The government has made these projections taking into account the current growth rate of cases to understand what the infrastructure demands would be for a “worst case scenario”. The projections were shared in the Cabinet meeting on Wednesday.

Nagpur, set to be the worst hit, is heading towards a shortfall of over 43,000 isolation beds if it touches the projected 1.13 lakh active cases by May 11. The district will fall short by 8,679 oxygen beds, 1,247 ICUs and 455 ventilators.

Nashik will also fall short of beds if its active caseload crosses the expected 95,000-mark. There will be a dearth of 38,615 beds, including 6,253 oxygen beds, 1,535 ICUs and 29 ventilators. In Pune, 1.2 lakh active cases are predicted by May 11 and the district will fall short by 26,345 isolation beds and 4,097 oxygen beds. Thane is expected to have a shortfall of 14,430 beds if its active caseload reaches 79,095.

Districts have been given the estimates and directed to scale up beds.

In Akola division, deputy director in charge Dr Rajkumar Chavan said they are going to start a 200-bed jumbo centre and 50-bed dedicated Covid health centre.

“We will get 250 more oxygen beds. This won’t go waste, as a third wave is also expected,” he added.

Only Mumbai, Jalgaon, Dhule and Amravati are set to face no shortage in the number of beds, ICU or ventilator, the survey showed. All these districts are currently showing a decline in new cases. Mumbai, however, plans to set up more jumbo centres in Malad and Dadar and also scale up its intensive care treatment to prepare for a third wave.

In rural districts, the government plans to link patients with doctors in urban areas to monitor those needing ICU and ventilator treatment. Officials said that high definition cameras will be installed to monitor ICU patients and allow specialists sitting in other cities to direct how the person should be treated.

In Chandrapur, over 40,000 active cases are expected, leading to a shortfall of 16,995 isolation beds, 3,989 oxygen beds, 954 ICUs and 249 ventilators. Yavatmal will fall short by 13,683 isolation beds if projected cases cross 39,000. The district will require 3,000 more oxygen beds and 760 additional ICU beds.

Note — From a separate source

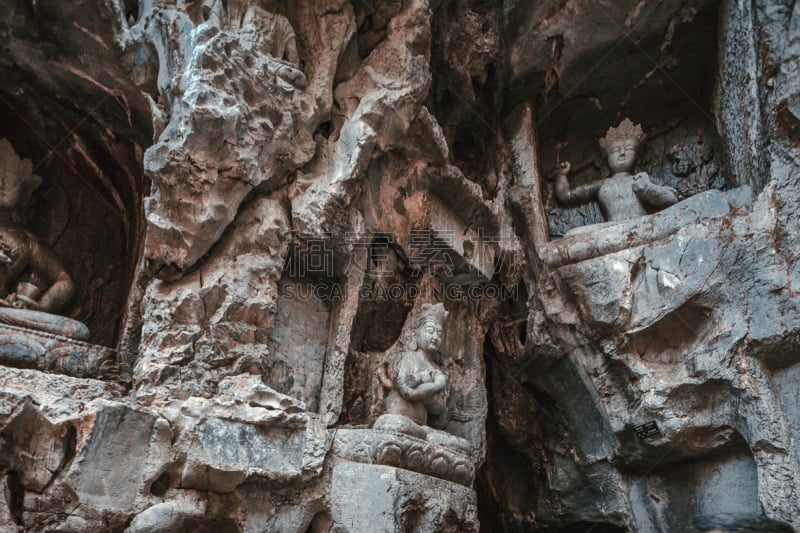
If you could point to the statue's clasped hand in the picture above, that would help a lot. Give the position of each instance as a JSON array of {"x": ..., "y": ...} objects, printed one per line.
[{"x": 640, "y": 182}]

Mumbai, where the spike in cases started in February, has shown signs of having passed the second peak. It is expected to have 64,500 active cases by May 11, and will still have over 26,000 beds vacant. The city’s positivity rate has been on a consistent decline this month. From 27.9 per cent on April 4, it came down to 19.1 per cent by April 14 and 9.01 per cent on April 29. The city’s positivity rate is much lower than state average. Until a week ago, Mumbai was struggling with dearth of ventilators and ICUs. Now, with rapid decline in new cases this week, it had 35 ICU and six ventilators vacant in hospitals on Friday morning.

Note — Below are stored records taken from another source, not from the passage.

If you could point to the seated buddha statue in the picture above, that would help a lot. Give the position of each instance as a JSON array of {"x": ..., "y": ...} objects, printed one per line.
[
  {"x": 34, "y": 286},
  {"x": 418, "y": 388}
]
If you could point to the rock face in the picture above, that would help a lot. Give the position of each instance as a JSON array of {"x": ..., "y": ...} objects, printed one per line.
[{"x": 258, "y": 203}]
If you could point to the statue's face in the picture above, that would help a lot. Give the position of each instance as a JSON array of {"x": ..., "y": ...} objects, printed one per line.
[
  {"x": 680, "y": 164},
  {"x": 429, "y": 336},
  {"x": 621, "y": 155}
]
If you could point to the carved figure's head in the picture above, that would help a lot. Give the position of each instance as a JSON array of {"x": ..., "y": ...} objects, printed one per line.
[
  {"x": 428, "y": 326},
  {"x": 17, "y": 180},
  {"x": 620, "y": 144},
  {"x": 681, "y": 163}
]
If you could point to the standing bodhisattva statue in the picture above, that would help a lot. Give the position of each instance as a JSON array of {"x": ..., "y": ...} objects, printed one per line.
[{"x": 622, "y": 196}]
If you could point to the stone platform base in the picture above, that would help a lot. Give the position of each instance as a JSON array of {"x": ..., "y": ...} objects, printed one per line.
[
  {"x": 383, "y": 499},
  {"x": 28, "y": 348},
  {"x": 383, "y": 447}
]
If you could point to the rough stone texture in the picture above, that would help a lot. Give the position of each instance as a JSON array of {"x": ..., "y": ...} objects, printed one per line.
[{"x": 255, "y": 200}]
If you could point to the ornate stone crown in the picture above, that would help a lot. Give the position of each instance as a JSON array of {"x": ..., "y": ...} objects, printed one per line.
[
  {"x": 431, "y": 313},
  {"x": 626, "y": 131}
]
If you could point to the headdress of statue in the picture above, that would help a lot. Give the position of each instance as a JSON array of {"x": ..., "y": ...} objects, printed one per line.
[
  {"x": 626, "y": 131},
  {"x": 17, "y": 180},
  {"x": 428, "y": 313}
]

Amravati is seeing a decline in new cases although its death rate still remains high. Other districts that will have enough isolation beds by May 11 are Dhule, Nandurbar, Solapur, Jalgaon and Ahmednagar.

At least 13 districts will fall short of enough ventilators, 18 will witness dearth of ICUs and 25 districts will fall short of oxygen beds, the projections stated.

“We are trying to speed up vaccination to increase immunity in the population. But when the next phase of immunisation will begun is still not clear. It depends on how fast we can get more vaccines,” said Dr Archana Patil, Director (Family Welfare), Directorate of Health Services.